Metoda ELISA jest metodą powszechnie stosowaną w immunodiagnostyce. Pozwala na wykrycie i oszacowanie stężenia badanego białka (np. antygenu lub przeciwciał) we krwi pacjenta poprzez użycie odpowiednich przeciwciał monoklonalnych. Metoda ta charakteryzuje się wysoką czułością, swoistością i powtarzalnością wyników, a dodatkowo jest łatwa do wystandaryzowania.

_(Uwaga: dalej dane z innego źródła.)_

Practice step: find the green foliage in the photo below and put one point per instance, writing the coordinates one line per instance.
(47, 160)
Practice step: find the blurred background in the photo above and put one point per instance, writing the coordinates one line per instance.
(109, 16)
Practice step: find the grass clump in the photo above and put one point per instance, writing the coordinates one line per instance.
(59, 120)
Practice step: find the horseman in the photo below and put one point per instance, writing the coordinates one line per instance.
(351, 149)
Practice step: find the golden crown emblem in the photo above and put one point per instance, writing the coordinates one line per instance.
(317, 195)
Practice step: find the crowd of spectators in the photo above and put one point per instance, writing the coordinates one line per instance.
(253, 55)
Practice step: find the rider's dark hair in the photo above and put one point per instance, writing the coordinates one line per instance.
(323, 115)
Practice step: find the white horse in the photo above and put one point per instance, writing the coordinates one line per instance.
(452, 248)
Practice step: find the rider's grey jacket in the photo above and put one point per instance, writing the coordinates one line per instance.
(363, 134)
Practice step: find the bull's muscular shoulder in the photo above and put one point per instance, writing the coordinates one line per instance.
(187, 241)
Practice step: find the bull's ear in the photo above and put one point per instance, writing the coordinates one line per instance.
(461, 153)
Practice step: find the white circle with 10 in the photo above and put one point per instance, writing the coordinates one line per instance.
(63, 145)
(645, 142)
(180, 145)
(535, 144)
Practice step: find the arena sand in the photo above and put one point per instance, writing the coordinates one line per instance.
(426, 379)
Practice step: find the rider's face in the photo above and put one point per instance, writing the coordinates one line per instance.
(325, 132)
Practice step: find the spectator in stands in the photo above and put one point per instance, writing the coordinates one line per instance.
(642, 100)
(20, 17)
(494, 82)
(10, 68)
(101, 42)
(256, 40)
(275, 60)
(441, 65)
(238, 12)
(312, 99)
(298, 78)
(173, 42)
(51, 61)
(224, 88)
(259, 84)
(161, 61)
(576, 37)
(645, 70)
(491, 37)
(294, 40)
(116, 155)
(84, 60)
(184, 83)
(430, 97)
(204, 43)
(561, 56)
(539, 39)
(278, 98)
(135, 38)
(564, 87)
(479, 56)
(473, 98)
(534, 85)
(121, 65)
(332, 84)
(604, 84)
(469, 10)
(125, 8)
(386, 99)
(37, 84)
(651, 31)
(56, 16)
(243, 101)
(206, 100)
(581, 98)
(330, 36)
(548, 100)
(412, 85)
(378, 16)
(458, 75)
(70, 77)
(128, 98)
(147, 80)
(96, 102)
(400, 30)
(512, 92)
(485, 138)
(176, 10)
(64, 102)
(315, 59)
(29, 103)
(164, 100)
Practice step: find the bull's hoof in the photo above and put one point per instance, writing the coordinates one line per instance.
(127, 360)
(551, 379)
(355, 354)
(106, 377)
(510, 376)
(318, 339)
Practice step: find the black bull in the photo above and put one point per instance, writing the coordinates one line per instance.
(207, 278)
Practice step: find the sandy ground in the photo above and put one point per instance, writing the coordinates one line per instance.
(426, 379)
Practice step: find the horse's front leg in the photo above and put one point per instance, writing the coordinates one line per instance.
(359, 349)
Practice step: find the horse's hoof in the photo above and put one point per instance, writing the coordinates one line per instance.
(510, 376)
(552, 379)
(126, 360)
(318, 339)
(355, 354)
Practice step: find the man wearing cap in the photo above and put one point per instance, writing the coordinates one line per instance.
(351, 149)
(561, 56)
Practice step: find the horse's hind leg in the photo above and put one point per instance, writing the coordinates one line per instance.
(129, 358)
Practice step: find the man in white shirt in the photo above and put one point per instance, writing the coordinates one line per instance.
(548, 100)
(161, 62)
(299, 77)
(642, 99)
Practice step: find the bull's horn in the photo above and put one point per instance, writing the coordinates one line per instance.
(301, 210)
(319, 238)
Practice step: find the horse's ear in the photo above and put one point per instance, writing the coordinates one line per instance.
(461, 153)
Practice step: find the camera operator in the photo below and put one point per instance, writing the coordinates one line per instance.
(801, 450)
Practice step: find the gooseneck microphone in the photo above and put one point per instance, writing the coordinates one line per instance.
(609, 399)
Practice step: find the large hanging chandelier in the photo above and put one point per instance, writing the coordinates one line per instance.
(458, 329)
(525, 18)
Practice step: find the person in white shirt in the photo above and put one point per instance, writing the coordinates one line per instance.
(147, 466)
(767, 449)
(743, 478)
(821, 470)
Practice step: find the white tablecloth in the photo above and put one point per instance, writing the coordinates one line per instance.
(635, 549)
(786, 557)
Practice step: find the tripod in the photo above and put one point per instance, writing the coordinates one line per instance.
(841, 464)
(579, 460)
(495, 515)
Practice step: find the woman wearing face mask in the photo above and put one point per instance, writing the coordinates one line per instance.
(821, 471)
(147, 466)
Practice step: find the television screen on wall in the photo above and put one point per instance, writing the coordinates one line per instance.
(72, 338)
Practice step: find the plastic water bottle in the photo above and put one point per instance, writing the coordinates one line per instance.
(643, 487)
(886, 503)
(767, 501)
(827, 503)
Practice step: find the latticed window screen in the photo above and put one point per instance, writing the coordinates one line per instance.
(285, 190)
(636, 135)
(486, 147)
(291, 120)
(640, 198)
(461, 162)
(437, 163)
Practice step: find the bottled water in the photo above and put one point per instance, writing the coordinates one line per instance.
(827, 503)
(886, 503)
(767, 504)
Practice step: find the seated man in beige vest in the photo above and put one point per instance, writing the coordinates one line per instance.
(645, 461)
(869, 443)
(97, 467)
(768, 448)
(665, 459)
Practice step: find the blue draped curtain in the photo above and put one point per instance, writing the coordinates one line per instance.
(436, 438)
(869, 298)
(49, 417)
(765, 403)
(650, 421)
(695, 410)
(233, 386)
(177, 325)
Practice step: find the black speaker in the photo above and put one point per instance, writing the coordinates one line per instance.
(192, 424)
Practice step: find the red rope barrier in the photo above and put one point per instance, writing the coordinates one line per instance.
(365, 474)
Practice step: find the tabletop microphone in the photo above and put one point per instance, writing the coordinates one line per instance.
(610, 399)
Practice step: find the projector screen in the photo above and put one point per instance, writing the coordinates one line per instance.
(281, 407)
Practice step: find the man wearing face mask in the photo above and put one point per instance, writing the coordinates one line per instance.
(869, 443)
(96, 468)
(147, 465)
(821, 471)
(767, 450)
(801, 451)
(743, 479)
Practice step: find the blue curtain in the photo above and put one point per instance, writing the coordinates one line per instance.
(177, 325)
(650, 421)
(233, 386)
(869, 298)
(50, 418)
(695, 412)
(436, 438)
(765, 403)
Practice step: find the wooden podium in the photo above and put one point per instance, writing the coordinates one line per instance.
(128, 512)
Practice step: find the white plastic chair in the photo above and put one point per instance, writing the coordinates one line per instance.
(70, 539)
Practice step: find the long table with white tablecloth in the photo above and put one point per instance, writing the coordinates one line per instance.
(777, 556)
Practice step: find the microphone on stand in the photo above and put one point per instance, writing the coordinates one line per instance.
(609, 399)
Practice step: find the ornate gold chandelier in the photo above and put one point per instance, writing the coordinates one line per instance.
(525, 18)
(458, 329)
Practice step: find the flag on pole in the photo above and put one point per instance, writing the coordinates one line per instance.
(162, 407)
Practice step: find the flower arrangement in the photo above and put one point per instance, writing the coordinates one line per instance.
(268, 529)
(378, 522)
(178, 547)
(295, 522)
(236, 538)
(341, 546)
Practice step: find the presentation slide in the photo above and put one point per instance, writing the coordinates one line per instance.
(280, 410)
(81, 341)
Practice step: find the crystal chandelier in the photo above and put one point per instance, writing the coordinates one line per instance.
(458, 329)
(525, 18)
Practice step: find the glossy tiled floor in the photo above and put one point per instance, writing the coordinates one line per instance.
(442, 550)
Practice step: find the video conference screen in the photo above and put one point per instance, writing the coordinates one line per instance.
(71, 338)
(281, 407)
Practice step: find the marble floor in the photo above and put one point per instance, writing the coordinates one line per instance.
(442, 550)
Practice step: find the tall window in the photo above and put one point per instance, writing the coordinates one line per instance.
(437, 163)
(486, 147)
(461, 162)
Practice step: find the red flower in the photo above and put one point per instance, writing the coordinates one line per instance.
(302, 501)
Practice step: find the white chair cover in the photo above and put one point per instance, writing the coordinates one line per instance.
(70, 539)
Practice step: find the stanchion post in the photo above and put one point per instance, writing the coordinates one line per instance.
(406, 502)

Badanie rozpoczyna się od rozcieńczenia próbki krwi, a następnie jest inkubowana z antygenami unieruchomionymi w dołkach reakcyjnych (np. płytki pleksiglasowej). Po spłukaniu niezwiązanych składników krwi, do dołków dodawane są monoklonalne przeciwciała II-rzędowe sprzężone z enzymem (peroksydazą chrzanową). W czasie drugiej inkubacji zostają one związane z przeciwciałami unieruchomionymi na podłożu. Niezwiązane przeciwciała II-rzędowe są usuwane podczas płukania, a do dołków dodawany jest roztwór zawierający tetrametylobenzydynę (TMB) oraz substrat dla enzymu, mający za zadanie wykrycie specyficznie związanych przeciwciał. W celu przerwania reakcji enzymatycznej dodaje się roztwór zatrzymujący (np. roztwór kwasu siarkowego), co powoduje zmianę barwy reakcji. Następnie za pomocą spektrofotometru mierzy się gęstość optyczną przy odpowiedniej długości fali (np. przy 450 nm). Poziom intensywności zabarwienia studzienek reakcyjnych jest zależny od stężenia produktu reakcji enzymatycznej, a tym samym proporcjonalny do stężenia przeciwciał we krwi pacjenta.
Wyniki testów są bardzo często wyrażane w tzw. jednostkach międzynarodowych (IU – international unit) na mililitr, wynika to z zasady na jakiej działa metoda. Jednostki międzynarodowe są jednostkami umownymi lub względnymi, dla każdego testu są one określane w sposób indywidualny.